J'ai commencé mon voyage et j'ai fini par nettoyer tout le sentier de trekking. Comme je n'avais pas apporté mon sac avec moi, je n'avais pas de sacs en plastique pour me couvrir la main pendant que je ramassais les ordures qui étaient éparpillées un peu partout. Certaines devaient être là depuis des semaines parce que la majorité était à moitié enfouie sous terre. J'ai trouvé des mégots de cigarettes, des emballages de bonbons, des boîtes de diverses boissons et de la nourriture en conserve vides. C'était partout et je jure que si je trouve les gens qui les ont laissés là, je vais les étrangler sur le coup. Je me ficherais de savoir s'ils étaient riches, je leur botterais quand même le cul pour avoir laissé un tel désordre, Dieu sait qui doit le ramasser.
\Il s'est avéré que la piste était longue, j'ai donc passé toute la journée à la suivre, aggravant la douleur dans mon dos à chaque fois que je me penchais pour ramasser une autre poubelle.
J'ai finalement fait une pause près d'un immense arbre dont les larges branches servaient de bonne ombre par rapport à ce qui restait du soleil. Le soleil commençait à se coucher bientôt et j'avais encore quelques mètres à parcourir avant de rentrer ; ce qui, notez-le, n'était pas une courte promenade. Tout ce que je pouvais penser, c'était « c'est la tâche la plus ridicule qui m'ait jamais été confiée » et « je devrais recevoir un putain de salaire du gouvernement pour faire cette merde ».

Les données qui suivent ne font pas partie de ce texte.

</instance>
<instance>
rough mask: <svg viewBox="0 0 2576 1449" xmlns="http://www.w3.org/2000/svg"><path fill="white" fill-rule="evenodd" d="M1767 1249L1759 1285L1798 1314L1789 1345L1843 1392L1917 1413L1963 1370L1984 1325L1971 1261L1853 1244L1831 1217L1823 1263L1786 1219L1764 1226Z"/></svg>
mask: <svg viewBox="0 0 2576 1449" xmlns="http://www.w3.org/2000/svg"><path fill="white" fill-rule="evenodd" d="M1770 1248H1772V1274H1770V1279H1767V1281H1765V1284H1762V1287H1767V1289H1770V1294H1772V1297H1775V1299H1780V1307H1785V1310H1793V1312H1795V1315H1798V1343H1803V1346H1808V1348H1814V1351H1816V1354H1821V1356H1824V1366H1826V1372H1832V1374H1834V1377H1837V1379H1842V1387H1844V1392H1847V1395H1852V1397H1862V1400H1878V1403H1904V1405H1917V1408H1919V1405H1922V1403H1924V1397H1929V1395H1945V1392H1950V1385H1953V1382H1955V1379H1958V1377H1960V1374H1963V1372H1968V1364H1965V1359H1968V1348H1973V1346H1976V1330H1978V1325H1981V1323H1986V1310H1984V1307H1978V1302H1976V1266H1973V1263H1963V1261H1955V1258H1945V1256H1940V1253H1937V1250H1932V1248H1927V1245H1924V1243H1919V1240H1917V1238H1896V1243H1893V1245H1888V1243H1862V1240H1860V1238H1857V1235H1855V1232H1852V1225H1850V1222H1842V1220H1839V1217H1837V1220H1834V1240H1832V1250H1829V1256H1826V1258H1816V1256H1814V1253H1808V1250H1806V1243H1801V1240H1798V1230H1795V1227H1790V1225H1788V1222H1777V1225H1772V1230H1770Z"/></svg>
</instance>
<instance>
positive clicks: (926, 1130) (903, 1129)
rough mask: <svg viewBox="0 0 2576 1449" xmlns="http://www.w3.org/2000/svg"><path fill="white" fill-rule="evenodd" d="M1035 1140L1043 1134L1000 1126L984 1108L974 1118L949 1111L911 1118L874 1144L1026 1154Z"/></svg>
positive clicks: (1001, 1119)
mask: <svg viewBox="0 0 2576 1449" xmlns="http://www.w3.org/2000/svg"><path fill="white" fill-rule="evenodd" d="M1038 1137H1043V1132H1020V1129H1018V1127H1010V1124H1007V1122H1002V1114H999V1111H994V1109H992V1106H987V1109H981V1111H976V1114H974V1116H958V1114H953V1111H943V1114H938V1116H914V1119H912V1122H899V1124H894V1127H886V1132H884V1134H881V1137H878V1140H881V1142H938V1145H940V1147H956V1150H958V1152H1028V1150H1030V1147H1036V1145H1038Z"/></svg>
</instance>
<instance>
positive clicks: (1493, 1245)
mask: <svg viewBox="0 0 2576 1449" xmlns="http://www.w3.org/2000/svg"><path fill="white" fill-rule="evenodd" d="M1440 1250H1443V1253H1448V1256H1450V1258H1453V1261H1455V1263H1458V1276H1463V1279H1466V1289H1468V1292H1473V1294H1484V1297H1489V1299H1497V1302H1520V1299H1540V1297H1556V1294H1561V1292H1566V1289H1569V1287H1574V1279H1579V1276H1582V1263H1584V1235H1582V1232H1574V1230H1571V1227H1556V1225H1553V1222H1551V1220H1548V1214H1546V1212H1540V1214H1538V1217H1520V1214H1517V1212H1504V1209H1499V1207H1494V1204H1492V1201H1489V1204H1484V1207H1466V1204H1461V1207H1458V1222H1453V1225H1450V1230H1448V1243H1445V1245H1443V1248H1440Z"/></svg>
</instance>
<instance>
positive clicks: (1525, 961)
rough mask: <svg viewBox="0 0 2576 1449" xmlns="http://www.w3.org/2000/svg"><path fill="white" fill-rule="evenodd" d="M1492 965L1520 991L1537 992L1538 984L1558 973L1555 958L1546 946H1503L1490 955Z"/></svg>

Avec un lourd soupir, je me suis remise sur pied et j'ai repris mon service communautaire le reste du chemin. Au bout de ce sentier, il y avait une énorme surprise qui m'attendait.
Devinez ce que c'était.
Eh bien, si vous pensiez qu'il s'agissait de 7 ordures différentes empilées, éparpillées sur la zone qui pourrait être de la taille d'une taupinière, alors vous avez deviné juste. Je me suis souvenue avoir levé les yeux vers les nuages, poussé un grand grognement et maudit tous les randonneurs qui avaient laissé ces sentiers d'ordures abandonnés dans leur sillage. Qu'est-il arrivé à « apprécier la nature » ?!
J'ai essayé de nettoyer aussi vite que possible, mais une fois que je me suis penchée et que je me suis redressée trop vite, mon dos s'est contracté, ce qui m'a presque fait tomber à terre à cause de cela. Bon sang, c'est bien pire que ces séances d'entraînement. Des bras douloureux, je peux gérer. Un dos contracté ? Non merci. Je préférerais l'un à l'autre n'importe quand.
Il m'a fallu encore une heure, à en juger par le ciel sombre, pour finir le tout. Je devais encore porter le sac en plastique plein et puant jusqu'à la cabane de M. Huang, ce qui était un entraînement en soi. J'ai attaché l'embouchure du sac en plastique pour m'assurer que rien ne se déverse et je l'ai accroché à mon épaule gauche.
À la seconde où je me suis retrouvée devant la cabane de M. Huang, j'ai lâché le sac en plastique et je suis tombée sur mes fesses sur le sol sans herbe. « S'il vous plaît, dites-moi que vous avez de la nourriture là-dedans qui ne demande qu'à être mangée parce que je suis complètement affamée. » Je l'ai supplié et il s'est contenté de rire de moi.
« Oh, et dites-moi que c'est la dernière tâche d'aujourd'hui parce que je jure que si je dois en faire une de plus, je vais m'évanouir d'épuisement et souffrir de membres contractés. » M. Huang a gloussé et m'a fait signe de la main, me disant d'entrer dans la cabane.
Je me suis nettoyée et j'ai dîné après, souhaitant une bonne nuit à M. Huang et me retirant à ma place.
À la seconde où ma tête a touché les couvertures, je me suis évanouie et l'obscurité m'a entourée.